Weekly claims stuck well above 1 million, but fall to pandemic-era low

More than 1 million new jobless benefit claims every week have been the norm for a while. That continued last week.

In the week ending August 1, the advance figure for seasonally adjusted initial unemployment benefit claims nationally was 1,186,000, a decrease of 249,000 from the previous week’s revised level.

The previous week’s level was revised up by 1,000 from 1,434,000 to 1,435,000, the U.S. Department of Labor said Thursday.

In Ohio, residents filed 25,952 initial or first-time jobless claims last week. That was 248,263 fewer than the peak earlier this year.

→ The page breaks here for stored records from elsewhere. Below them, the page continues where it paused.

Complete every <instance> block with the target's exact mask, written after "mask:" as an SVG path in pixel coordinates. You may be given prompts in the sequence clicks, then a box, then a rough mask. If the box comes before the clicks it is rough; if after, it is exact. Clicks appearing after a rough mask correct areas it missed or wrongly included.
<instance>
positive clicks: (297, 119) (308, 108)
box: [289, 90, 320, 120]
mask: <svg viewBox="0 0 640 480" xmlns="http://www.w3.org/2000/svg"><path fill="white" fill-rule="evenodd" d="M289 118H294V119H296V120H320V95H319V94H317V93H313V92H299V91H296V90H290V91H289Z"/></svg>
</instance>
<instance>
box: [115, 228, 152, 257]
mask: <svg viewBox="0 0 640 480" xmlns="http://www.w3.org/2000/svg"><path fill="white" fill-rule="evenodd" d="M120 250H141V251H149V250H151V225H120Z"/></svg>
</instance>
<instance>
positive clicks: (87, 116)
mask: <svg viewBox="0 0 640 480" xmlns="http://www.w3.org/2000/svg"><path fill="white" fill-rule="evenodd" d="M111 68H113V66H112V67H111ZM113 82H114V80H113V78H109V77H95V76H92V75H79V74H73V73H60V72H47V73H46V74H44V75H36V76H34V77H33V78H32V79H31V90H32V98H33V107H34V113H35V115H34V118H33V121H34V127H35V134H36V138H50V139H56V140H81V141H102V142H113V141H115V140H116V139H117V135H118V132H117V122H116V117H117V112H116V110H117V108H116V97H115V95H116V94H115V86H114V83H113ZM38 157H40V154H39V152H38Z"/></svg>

Ohioans filed 404,434 continued jobless claims last week, 371,868 fewer than the earlier peak.

In Montgomery County, there 1,120 new claims for unemployment benefits in the week ending Aug. 1, with 19,570 claims ongoing.

The total number of initial jobless claims filed in Ohio over the last 20 weeks (1,583,739) was more than the combined total of those filed during the last four years, the state said.

Over the last 20 weeks, the state has distributed more than $5.8 billion in unemployment compensation payments to more than 771,000 Ohioans.

While the national drop in claims from the previous week is welcome, the number is still quite high.

First-time or initial claims for jobless benefits have been lodged at around 1.3 million a week since late June, according to Labor Department data.

That’s still down dramatically from 6.9 million weekly claims in late March, when fears of the pandemic and government lock-down orders first took serious hold.

PNC Financial Senior Economist Bill Adams noted that federal extended unemployment insurance benefits expired July 31.

“More important to the near-term outlook than these jobs data is whether the increased unemployment insurance benefits are extended,” Adams said Thursday. “If not, aggregate household income will drop by about $75 billion per month beginning in August, which would cause a large net decline in household income in the third quarter and create a very large headwind to the recovery.”

The White House and Congressional Democrats continue to negotiate on a new relief package, which may include an extension of those benefits.

Butler County saw 710 new or initial benefits claims last week, on top of 12,042 continuing claims. In Warren County those numbers were 384 and 5,833, respectively.

Clark County residents filed 218 initial claims for benefits, with 3,883 claims ongoing.

Ohio ranks 30 on a WalletHub national ranking of the state’s experiencing the quickest recovery from COVID-19, WalletHub said it compared the 50 states and the District of Columbia across three metrics based on changes in unemployment claims.